The 9-month-old otter arrived at the park from a rehabilitation facility in North Carolina near the end of October. Naturalist Krystal Haney said Otto and his sibling lost their home and their parents in a flood last spring near Elizabeth City.
“The rehab facility raised them with the hopes of releasing them, but by keeping them they had lost their fear of humans, so they didn’t release them,” Haney said. “One went to Grandfather Mountain and we took the other one.”
Bays Mountain Park has had otters for years, most recently two males named Charlie and Kringle. However, Kringle passed away in 2016 and the park has been looking for a replacement ever since.
“Charlie is older, about 13 years old, and we introduced (Otto) and there’s been no fighting. They got along right away,” said Senior Naturalist Megan Krager. “We could probably add one or two more if we could find any that needed to be placed. They’re not just very common to find one able to be placed.”
River otters are indigenous to Tennessee and most of the ones taken in by rehabilitation facilities are often able to be released back into the wild. The ones that aren’t go to places like Bays Mountain.
Krager said river otters are nocturnal animals and are often seen in the morning and around dusk.
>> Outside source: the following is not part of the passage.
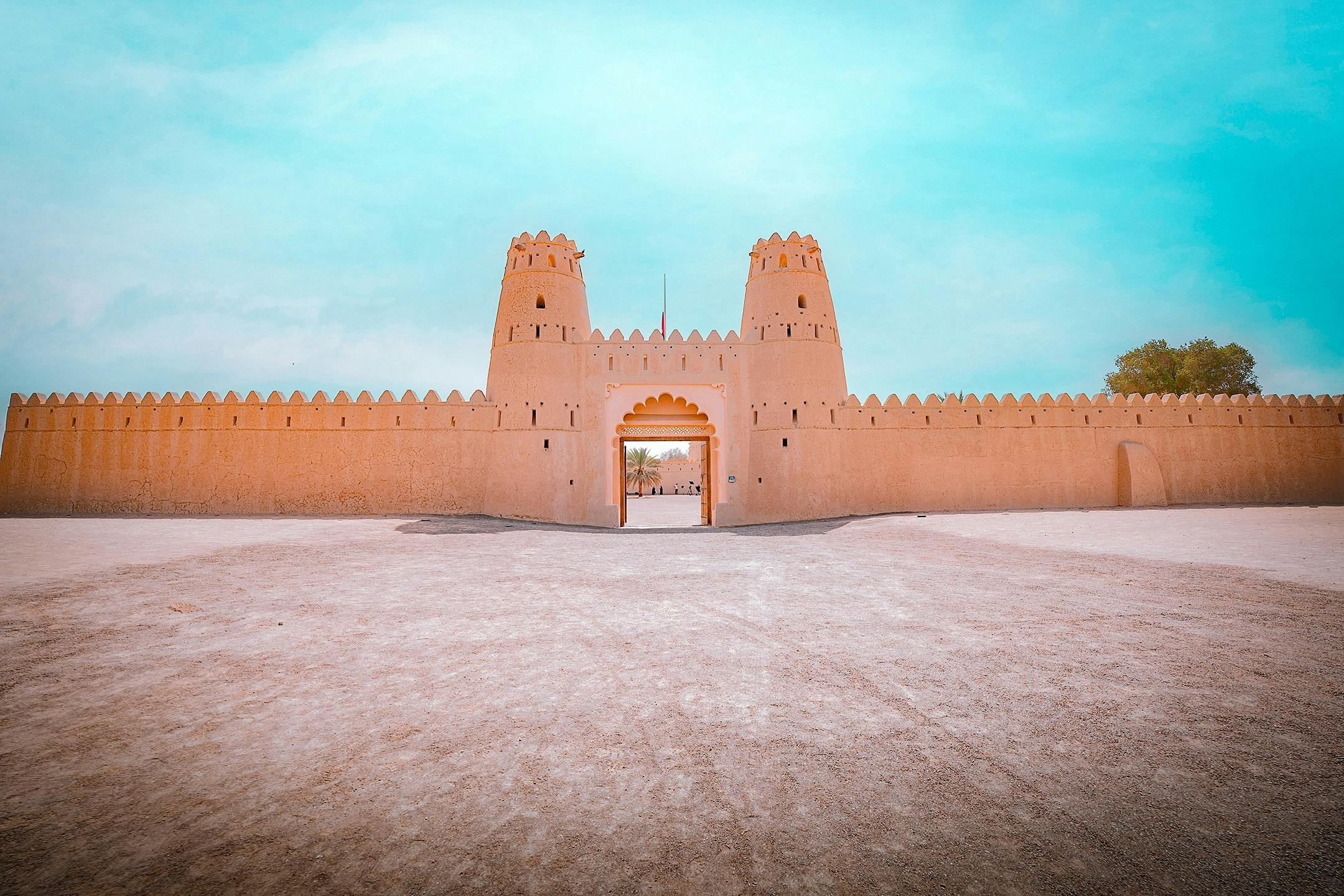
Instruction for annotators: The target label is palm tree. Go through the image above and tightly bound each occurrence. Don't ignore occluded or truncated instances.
[625,449,663,498]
Sometimes Charlie and Otto will come out during the day depending on their activities, but for the most part they stay hidden during the daylight hours.
“Charlie had a tendency to come out when he wanted to because he is not as sociable and Otto is very sociable,” Krager said. “We’ve been working with him since he arrived on socialization and being out in the habitat a little bit more for people to enjoy, so he has a tendency to be out more than Charlie.”
Otto is the second animal recently added at Bays Mountain. This past July, the park added Jamie, a 1-year-old male red fox that came from a local rehab facility.
About the North American river otter
Weight: 11 to 30 pounds
Average life span in the wild: 8 to 9 years
Diet: River otters hunt at night and feed on whatever might be available, including fish, amphibians, turtles and crayfish.
Habitat: River otters can easily live in the water and on land, making their home in a burrow near the water’s edge. They can thrive in a river, lake, swamp or estuary ecosystem. Otter abodes feature numerous tunnels, one of which usually allows them to come and go from the water.
Trivia: River otters can hold their breath underwater for eight minutes.